O professor Lidenbrock parecia profundamente absorto. A idéia fixa não lhe dava um único momento de descanso. Era evidente que havia perscrutado e analisado o caso, que lançara mão de todos os recursos de sua imaginação
durante o passeio e que vinha aplicar alguma nova combinação.
De fato, sentou-se em sua poltrona e, pena na mão, começou a estabelecer
fórmulas que pareciam um cálculo algébrico.
Eu seguia com os olhos sua mão fremente; não perdia um único movimento
seu. Surgiria algum resultado inesperado? Eu tremia sem motivo, pois, como
já encontrara a verdadeira combinação, qualquer outra pesquisa era
forçosamente vã.
Meu tio trabalhou sem parar por três horas, sem erguer a cabeça, apagando,
rasurando, recomeçando mil vezes a tarefa.
Eu bem sabia que, se conseguisse organizar as letras de acordo com todas as
posições relativas que podiam ocupar, encontraria a frase.
Mas também sabia que apenas vinte letras podem formar dois quinquilhões
quatrocentos e trinta e dois quatrilhões novecentos e dois trilhões oito bilhões
cento e setenta e seis milhões seiscentas e quarenta mil combinações. Ora, havia
cento e trinta e duas letras na frase, e essas cento e trinta e duas letras davam um
número de frases diferentes composto de cento e trinta e três números pelo
menos, número quase impossível de enunciar e que escapa a qualquer avaliação.
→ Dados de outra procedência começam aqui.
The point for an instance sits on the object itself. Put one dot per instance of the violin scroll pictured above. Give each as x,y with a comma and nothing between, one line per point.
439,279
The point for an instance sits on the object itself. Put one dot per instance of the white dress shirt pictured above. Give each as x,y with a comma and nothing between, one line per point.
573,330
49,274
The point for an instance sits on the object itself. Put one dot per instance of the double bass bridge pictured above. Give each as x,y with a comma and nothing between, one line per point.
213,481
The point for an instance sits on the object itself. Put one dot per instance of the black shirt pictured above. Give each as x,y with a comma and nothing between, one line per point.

Fiquei mais tranqüilo com esse meio heróico de resolver o problema. O tempo
passou. A noite caiu. Os ruídos da rua diminuíram. Ainda debruçado em sua
tarefa, meu tio nada viu, nem mesmo a boa Marthe, que entreabriu a porta; nada
ouviu, nem mesmo a voz da digna criada, que disse:
- O senhor não vai jantar hoje?
Marthe teve que ir embora sem resposta. Quanto a mim, após ter resistido por
algum tempo, fui tomado por um sono invencível e adormeci num canto do
canapé, enquanto o meu tio Lidenbrock continuava a calcular e rasurar. Quando
acordei no dia seguinte, o trabalhador incansável continuava em suas pesquisas.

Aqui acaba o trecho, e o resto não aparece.